Denise's answer is: 'It's the most fascinating thing I've ever done.' When they get home at the end of the day each is competing to tell the other what they have been doing.
Anybody in education has to give of themselves, Denise says. 'Young people recognize that quality when they see it. They respond, and they forgive your mistakes. It is enormously rewarding and you want to go on.'
Though they rarely speak about it, both the Woods believe their faith is what makes them into 'long-distance runners', as Denise put it in a recent TV interview. 'It gets you up in the morning, prevents burn-out, teaches you to listen to other people, to believe that things will happen. I used to play a lot of touch football. I believe my faith gives the courage to make a forward pass and believe someone up ahead will catch it.'
Denise has now produced a second report - Growing up in Pasadena - what are our children telling us? - and she has been appointed chairperson of Pasadena's Commission on Children and Youth. Most recently she and others have embarked on a city-wide effort to reverse the drug trend.

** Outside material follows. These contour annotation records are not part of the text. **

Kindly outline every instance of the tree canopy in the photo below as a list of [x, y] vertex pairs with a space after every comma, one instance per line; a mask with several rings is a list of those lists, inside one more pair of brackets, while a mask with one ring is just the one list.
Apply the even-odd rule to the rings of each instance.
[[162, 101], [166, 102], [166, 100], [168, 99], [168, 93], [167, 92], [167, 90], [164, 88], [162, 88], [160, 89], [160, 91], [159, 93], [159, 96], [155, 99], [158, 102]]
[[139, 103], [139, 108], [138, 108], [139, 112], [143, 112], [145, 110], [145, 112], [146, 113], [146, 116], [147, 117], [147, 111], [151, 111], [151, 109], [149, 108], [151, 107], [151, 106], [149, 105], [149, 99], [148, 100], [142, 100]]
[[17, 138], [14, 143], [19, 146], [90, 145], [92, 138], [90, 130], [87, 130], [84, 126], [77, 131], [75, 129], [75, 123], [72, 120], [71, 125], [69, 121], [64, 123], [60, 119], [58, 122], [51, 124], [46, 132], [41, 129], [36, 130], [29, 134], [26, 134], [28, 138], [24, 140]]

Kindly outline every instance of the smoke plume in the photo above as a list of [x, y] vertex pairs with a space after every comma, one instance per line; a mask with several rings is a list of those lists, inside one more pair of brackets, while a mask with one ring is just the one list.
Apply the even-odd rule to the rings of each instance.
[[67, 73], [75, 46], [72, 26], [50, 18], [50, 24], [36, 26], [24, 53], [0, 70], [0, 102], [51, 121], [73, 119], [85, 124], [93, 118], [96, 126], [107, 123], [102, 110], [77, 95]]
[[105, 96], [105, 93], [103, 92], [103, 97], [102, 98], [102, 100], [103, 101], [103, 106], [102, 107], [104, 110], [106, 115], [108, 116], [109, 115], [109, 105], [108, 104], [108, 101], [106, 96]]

1986 marked the centenary of the founding of Pasadena. The mayor and vice-mayor wanted the event to bring the city together. They asked John Wood to chair the centennial committee.
'Above all my task was to uphold the principle that the year was for the whole community, that everyone would feel they had a part. I believe that all who took part in the leadership grew as persons, in understanding, in listening to each other, in expectations and in requiring high standards.'
All ethnic groups took part in the centennial parade, which covered Pasadena's history and gave high billing to one of Pasadena's most famous sons, Jackie Robinson, who broke down the colour barrier in major league baseball. A black community activist said it was 'the first real people's parade' he had ever seen.
Denise has come to look out for the moment when the unexpected bursts in and rearranges her plans. She calls this the 'ah ha experience' - and sees it as the work of the Holy Spirit. 'It helps reverse the tendency to control things. What we are talking about has to be born, has to be given.' As the city begins 'to come together, to be aware of itself, to be healthy and responsible in the largest sense of the word', something begins to happen to the people concerned. 'People find hope again about themselves and you turn around their cynicism to a "can do".